火垂るの墓なー。あれ今で例えると「兄のワガママで外出自粛しなかった兄妹の妹が新型コロナにかかるが、兄は病院にも連れて行かず妹は重篤化してそのまま死亡」って事になると知ってから微妙な気持ちになるんだよなぁ


日本はGHQの反戦プロパガンダが効きすぎて、アメリカですら頭を抱えている。 教育・報道を中心に、政治・娯楽にまで及ぶ。 しかし今は、特亜の連中がこの流れを都合よく利用してる。 このまえ、「ニュースの内容は中国当局の検閲が入る」とアナウンサーが暴露してしまったし、文科省の汚染もひどくて、教科書の内容に特亜忖度が入ってる。 エンタメなんてお察し。
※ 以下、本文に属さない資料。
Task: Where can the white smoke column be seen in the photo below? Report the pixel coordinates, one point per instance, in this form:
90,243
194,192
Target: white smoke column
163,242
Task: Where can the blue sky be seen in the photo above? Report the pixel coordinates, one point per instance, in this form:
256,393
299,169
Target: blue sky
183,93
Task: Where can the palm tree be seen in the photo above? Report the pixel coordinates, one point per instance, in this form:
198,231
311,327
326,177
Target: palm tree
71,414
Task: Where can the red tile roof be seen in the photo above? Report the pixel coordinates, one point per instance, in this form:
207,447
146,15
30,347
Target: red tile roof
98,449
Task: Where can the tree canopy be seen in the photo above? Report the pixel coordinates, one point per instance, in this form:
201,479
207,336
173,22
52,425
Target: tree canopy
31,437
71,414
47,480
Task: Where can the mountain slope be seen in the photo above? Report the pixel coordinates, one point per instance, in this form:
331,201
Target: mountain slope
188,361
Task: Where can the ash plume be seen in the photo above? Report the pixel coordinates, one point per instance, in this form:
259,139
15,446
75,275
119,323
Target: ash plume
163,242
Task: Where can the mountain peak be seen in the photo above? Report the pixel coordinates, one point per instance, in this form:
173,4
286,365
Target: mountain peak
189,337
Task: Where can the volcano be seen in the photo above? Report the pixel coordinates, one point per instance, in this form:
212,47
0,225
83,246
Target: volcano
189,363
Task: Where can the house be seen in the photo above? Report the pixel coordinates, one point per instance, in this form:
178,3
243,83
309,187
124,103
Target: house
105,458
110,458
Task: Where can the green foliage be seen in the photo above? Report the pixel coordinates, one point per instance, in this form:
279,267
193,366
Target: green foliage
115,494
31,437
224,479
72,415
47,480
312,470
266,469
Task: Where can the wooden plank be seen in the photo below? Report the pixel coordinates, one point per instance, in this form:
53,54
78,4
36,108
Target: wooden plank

ヒトラー 〜最期の12日間〜は?舞台は日本じゃなくてドイツだけどあれも結構良いと思う。本気で


なぜ「第二次世界大戦を描いた映画」=日本を舞台にした映画だけなのか?それこそヒトラーを描いた映画でもいいのでは?


妹の食べ物を奪って*せてしまったのが現実、それを基にしたのが火垂るの墓。初見時、協調性を学んでる最中だったので何一つ共感できなかった。


>にゅうにゅう 8/15はほぼ日本人にとってのみ意味のある日だから多少はね?


あっこれ終戦記念日に見るやつか...そりゃ日本が舞台のやつがいいな。でも第二次世界大戦の映画だったらヒトラー 〜最期の12日間〜もいいと思う


ハーバーのおすすめ、ということで、そういうものなのだろう。


俺なら「硫黄島からの手紙」と「父親達の星条旗」を加えるな、GHQの洗脳とやらとは無縁だから安心して見れるだろう?